Erwäge, wie groß, breit und hoch das heilige Kreuz war, an welchem Jesus Christus entblößt mit scharfen Nägeln angeheftet für dich gehangen ist.

Zähle aufmerksam die vielen spitzigen Dornen in der Krone des Herrn, die den heiligen Scheitel des Sohnes Gottes so schmerzlich durchstochen, und ihm so viel Blut geraubt haben.

Lege diese und alle übrigen Werkzeuge des Leidens Jesu Christi neben dich; sie sind dir eine gute Schutzwehr am Tag und in der Nacht, damit der neidische Feind, der Teufel, dich nicht leer von göttlichen Vorstellungen antreffe, und dein Herz nicht mit unreinen, das Gewissen verletzenden Bildern beflecke.

Dein Ruhebett sei daher nicht weichlich, zur Erinnerung an die heilige Geburt unseres Herrn Jesu.

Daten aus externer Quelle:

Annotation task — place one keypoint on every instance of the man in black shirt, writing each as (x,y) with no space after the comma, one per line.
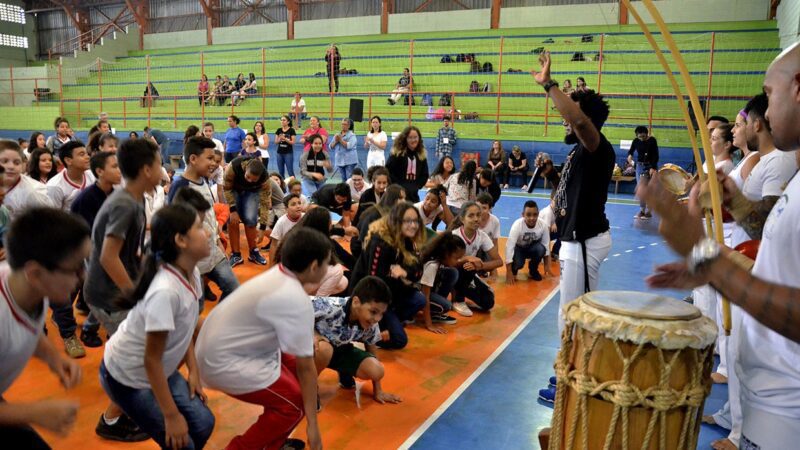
(580,199)
(646,149)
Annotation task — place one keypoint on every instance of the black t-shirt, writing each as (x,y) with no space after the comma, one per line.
(583,191)
(646,152)
(285,147)
(324,196)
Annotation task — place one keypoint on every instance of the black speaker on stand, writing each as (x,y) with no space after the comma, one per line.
(356,110)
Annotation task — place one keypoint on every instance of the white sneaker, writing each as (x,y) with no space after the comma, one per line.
(462,309)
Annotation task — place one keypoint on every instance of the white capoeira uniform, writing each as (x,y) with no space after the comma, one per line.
(768,364)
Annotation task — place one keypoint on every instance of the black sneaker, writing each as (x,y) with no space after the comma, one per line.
(123,431)
(293,444)
(91,339)
(443,318)
(346,381)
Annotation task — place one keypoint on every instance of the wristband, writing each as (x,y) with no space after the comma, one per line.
(547,86)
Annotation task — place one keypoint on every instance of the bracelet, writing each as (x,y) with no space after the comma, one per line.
(549,85)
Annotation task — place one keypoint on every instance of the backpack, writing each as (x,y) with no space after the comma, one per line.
(427,100)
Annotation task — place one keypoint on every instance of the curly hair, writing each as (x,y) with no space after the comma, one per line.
(389,229)
(400,146)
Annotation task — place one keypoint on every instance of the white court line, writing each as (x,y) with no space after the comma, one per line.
(466,384)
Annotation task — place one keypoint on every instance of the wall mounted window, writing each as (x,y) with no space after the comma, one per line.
(11,13)
(7,40)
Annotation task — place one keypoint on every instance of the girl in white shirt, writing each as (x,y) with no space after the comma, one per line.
(376,143)
(139,371)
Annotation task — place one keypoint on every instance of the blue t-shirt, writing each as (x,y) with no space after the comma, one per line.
(233,140)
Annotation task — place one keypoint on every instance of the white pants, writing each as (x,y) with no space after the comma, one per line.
(375,158)
(730,415)
(572,276)
(767,431)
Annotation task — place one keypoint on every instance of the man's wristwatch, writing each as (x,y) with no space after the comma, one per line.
(549,85)
(702,255)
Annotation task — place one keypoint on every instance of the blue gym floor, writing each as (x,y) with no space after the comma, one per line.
(500,409)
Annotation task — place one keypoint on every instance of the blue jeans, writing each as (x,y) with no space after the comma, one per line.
(311,186)
(346,171)
(446,279)
(141,406)
(223,276)
(534,252)
(247,203)
(400,310)
(472,287)
(286,160)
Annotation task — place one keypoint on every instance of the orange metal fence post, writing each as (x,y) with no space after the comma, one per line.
(11,76)
(600,63)
(411,86)
(499,86)
(710,73)
(60,91)
(263,83)
(100,81)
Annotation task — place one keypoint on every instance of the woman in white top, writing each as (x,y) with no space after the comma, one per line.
(140,365)
(376,143)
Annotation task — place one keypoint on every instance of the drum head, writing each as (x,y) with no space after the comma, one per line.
(641,305)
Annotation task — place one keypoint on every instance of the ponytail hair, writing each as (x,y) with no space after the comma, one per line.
(167,222)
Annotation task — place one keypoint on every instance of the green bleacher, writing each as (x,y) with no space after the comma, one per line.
(630,74)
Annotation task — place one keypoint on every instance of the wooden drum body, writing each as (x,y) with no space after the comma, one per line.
(633,373)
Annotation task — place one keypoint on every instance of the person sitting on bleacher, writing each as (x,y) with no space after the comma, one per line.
(404,85)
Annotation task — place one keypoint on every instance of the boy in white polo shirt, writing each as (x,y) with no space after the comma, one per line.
(76,176)
(529,239)
(258,345)
(46,249)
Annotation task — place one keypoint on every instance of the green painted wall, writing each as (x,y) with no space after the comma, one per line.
(249,33)
(563,15)
(476,19)
(348,26)
(174,39)
(689,11)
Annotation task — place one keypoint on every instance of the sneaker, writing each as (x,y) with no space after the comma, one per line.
(74,347)
(548,395)
(255,256)
(346,381)
(293,444)
(443,318)
(91,339)
(124,430)
(462,309)
(236,259)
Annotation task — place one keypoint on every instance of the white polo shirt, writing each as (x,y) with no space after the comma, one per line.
(19,334)
(239,347)
(63,191)
(171,304)
(769,364)
(27,193)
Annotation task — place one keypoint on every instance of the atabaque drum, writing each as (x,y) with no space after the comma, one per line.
(633,372)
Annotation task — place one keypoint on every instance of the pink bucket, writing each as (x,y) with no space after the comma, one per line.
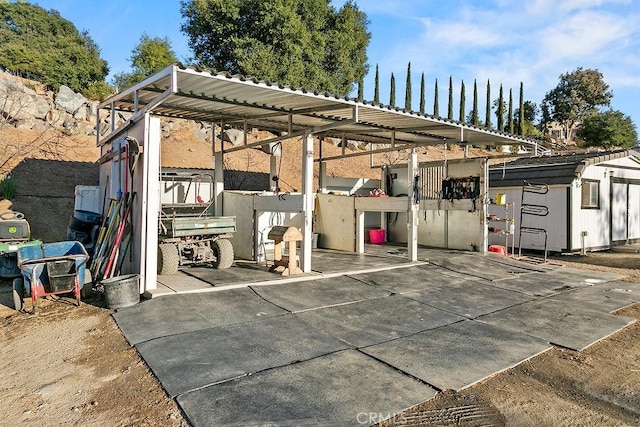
(377,236)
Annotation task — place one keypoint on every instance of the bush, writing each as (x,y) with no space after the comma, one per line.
(8,187)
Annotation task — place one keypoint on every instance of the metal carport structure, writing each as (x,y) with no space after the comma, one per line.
(224,99)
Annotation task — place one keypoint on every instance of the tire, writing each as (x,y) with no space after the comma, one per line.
(168,258)
(223,252)
(18,294)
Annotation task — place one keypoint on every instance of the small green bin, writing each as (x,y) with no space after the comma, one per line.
(62,275)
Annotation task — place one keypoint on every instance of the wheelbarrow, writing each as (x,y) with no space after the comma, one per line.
(49,269)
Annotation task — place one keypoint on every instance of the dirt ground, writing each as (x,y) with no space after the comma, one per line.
(72,366)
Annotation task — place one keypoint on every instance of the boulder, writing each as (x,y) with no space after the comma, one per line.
(68,100)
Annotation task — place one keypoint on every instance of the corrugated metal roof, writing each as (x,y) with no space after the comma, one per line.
(550,170)
(201,95)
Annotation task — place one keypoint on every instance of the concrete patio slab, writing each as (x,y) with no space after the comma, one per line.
(607,297)
(318,293)
(346,388)
(218,354)
(469,299)
(458,355)
(411,278)
(564,324)
(378,320)
(483,266)
(329,261)
(174,314)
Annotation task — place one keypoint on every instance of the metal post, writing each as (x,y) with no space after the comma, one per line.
(412,213)
(307,204)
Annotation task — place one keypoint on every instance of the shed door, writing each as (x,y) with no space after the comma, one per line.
(619,212)
(633,215)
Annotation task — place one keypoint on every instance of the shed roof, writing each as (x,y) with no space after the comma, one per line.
(550,170)
(202,95)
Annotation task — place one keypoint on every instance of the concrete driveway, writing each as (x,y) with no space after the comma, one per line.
(354,347)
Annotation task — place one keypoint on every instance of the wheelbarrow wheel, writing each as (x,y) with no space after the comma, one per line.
(18,294)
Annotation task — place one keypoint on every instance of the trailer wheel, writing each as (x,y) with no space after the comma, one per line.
(223,252)
(18,294)
(168,258)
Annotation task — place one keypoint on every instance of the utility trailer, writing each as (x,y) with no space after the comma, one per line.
(189,233)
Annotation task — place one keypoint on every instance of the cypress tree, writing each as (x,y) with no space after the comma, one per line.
(510,114)
(474,113)
(376,89)
(462,102)
(521,112)
(436,107)
(487,119)
(450,109)
(407,93)
(392,95)
(422,94)
(500,112)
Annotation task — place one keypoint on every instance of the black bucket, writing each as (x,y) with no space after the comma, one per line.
(122,291)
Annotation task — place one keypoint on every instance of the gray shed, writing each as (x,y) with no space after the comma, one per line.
(593,200)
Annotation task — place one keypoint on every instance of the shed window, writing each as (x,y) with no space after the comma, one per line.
(590,194)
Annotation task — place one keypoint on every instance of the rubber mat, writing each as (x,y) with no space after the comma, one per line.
(379,320)
(174,314)
(218,354)
(347,388)
(607,297)
(318,293)
(565,324)
(458,355)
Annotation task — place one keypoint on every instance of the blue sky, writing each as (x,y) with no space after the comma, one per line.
(504,41)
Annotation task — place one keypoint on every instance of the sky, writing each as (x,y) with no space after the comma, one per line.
(502,41)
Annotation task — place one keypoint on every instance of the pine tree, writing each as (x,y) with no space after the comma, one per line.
(392,95)
(510,114)
(450,109)
(376,90)
(500,112)
(487,120)
(462,102)
(436,107)
(422,94)
(474,113)
(407,94)
(521,112)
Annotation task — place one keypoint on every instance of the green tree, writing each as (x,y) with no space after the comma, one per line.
(450,108)
(392,92)
(422,94)
(500,110)
(510,113)
(462,102)
(487,118)
(578,94)
(407,93)
(521,111)
(610,129)
(376,89)
(42,45)
(474,119)
(436,107)
(149,56)
(305,43)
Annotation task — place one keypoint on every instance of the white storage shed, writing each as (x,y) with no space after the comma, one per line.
(593,199)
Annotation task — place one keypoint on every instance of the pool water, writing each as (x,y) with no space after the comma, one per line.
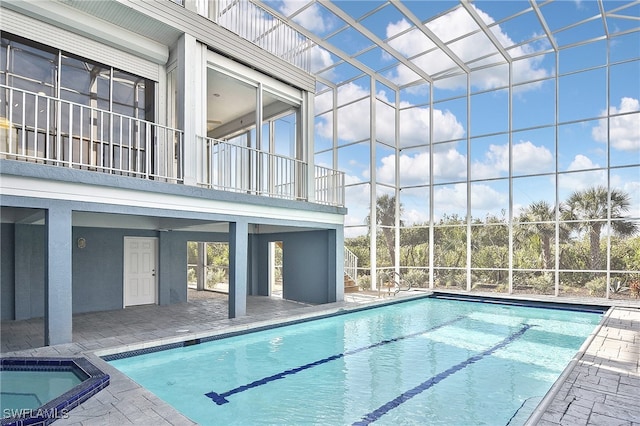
(425,361)
(28,390)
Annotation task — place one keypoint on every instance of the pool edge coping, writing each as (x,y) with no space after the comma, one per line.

Christi; es gleiche der engen, armen, aber mit Tugenden ausgeschmückten Krippe, in welcher das Kind Jesu weinte, wo Windeln seine Kleidung, schlechtes Heu, statt seidener Hülle, seine Decke, und ein wenig Milch seiner jungfräulichen Mutter seine Nahrung war.

Dein hartes und rauhes Hauptkissen erinnere dich in etwas an das rauhe Felsengrab unseres Herrn Jesu Christi, der für dich am Kreuz wahrhaft gestorben ist, in dem Herzen der Erde begraben, und mit einem großen Stein im Grab eingeschlossen wurde.

So ruhe im Frieden Christi; vergiß alles, was in der Welt ist; sieh alles, was in den Augen anderer groß und erfreulich ist, für schlecht und für nichts an, damit du mit ihm jetzt in der Tugend und Gnade, und am jüngsten Tag mit seinen Auserwählten zur ewigen Herrlichkeit auferstehen mögest. Amen.

22 Matth. 5, 5.

13. Kapitel.

Von Anrufung des heiligsten Namens Jesus, und seiner heiligen, jungfräulichen Mutter Maria.

Mein Herr und mein Gott! Leite mich vor deinem Angesicht auf dem rechten Weg.23

DEINE Wege, Herr Jesus Christus, sind schöne, reine und sichere Wege, auf denen sich’s recht und vollkommen wandeln läßt. Auf allen deinen Wegen sind Friede und Heiligkeit, sie führen alle deine Gläubigen, die da vom Herzen demütig sind, zu deinem himmlischen Reich.

Du magst wo immer hingehen, wandeln, stehen oder sitzen, so ruf Jesus und seine heilige Mutter Maria an, und beschäftige dich gern, statt eines Reisegefährten, mit diesem Vers der Heiligen Schrift: Mein Herr und mein Gott! Leite mich vor deinem Angesicht auf dem rechten Weg.